Ragam menu Pasar Tetangga VBT. (ist)

Berbagai aktifitas menarik bakal tersedia di Sobo Genting VBT ini, seperti Pasar Online VBT, warung warga yang menjual barang dan jasa; Kampung Jadoel, yang direncanakan Agustus jika memungkinkan/usai pandemi; Pesta Tani, panen besar dari berbagai budidaya warga VBT dan sekitarnya; Sobo Edukasi, edukasi manajemen kampung tangguh dengan menggiatkan budidaya ikan dalam ember (Budidamber); dan literasi lainnya.

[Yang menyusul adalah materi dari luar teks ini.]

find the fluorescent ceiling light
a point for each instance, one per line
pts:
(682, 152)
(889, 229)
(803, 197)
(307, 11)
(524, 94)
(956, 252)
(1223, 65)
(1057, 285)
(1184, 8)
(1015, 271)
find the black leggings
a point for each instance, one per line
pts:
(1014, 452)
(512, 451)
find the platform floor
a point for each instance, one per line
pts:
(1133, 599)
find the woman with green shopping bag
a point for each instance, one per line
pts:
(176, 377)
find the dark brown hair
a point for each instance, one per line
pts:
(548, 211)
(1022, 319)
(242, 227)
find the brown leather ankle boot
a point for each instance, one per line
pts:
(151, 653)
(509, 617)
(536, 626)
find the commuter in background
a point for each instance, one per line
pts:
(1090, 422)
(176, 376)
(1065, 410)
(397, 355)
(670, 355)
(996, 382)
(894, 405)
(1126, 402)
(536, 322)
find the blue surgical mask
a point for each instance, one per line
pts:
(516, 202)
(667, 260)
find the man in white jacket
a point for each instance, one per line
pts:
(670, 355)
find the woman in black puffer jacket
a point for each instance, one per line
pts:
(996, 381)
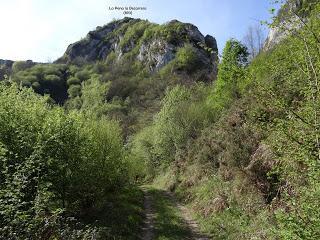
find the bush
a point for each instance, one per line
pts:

Baca juga:   Vaksin Corona Indonesia Siap Edar 2022

“Lokasi sentra akan kami tempatkan setelah pintu gerbang. Dengan konsep tersebut akan memutus tengkulak. Sehingga petani akan mendapat keuntungan berlebih dan pembeli juga akan mendapat harga jauh lebih murah, karena barangnya langsung dari petani. Selain itu,  souvenir kaos, udeng, dan masker akan diberikan cuma-cuma bagi pengunjung Sobo Genting VBT,” tutur pengasuh pesantren mahasiswa Tanwir al Afkar Malang ini.

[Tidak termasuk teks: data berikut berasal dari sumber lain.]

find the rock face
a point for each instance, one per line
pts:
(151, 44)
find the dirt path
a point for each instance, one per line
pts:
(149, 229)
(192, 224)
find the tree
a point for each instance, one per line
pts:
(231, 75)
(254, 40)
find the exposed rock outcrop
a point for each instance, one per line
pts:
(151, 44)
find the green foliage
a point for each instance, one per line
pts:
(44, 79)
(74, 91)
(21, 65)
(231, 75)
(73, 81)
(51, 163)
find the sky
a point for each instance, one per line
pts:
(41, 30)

Info grafis warga terdampak, sebelum dan sesudah JPS. (ist)

Melalui survei Google Form terkait JPS, dari 120 warga terdampak kini tinggal 50 KK saja, sisanya 70 KK mampu bangkit dan ikut menolong yang lain. Sementara dari omzet pedagang pun terus melonjak signifikan.

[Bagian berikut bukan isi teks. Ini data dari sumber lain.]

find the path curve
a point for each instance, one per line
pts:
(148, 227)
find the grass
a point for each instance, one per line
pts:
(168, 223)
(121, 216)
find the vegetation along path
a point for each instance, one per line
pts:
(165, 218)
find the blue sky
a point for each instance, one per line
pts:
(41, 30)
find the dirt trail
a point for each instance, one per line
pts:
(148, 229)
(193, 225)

“Sebelum ada pasar online, 77% warga pedagang berpenghasilan Rp 0-100 ribu per hari. Setelah ada pasar online, naik sekitar 50%, artinya berpindah ke rentang lebih tinggi. Seperti rentang Rp 100-250 ribu dari 12% naik jadi 27% per hari. Sementara penghasilan Rp 250-500 ribu dari 3% naik menjadi 13% per hari. Hingga di atas Rp 1 juta sekitar 9%,” beber dosen FISIP UB ini.

Tim Satgas Covid-19 VBT diundang berbagi ilmu Kampung Tangguh VBT. (ist)

Keberhasilan VBT ini mendapatkan apresiasi dari berbagai pihak. Tak hanya dari Malang Raya, namun juga beberapa daerah mulai menimba ilmu pengelolahan kampung tangguh, mulai dari Kediri hingga Tangerang. Bahkan beberapa pihak mengundang perangkat VBT untuk berbagi ilmu. Seperti Ketua RW 11 Merjosari Malang, Yudi Purwanto, berbagi pengalaman di Kediri.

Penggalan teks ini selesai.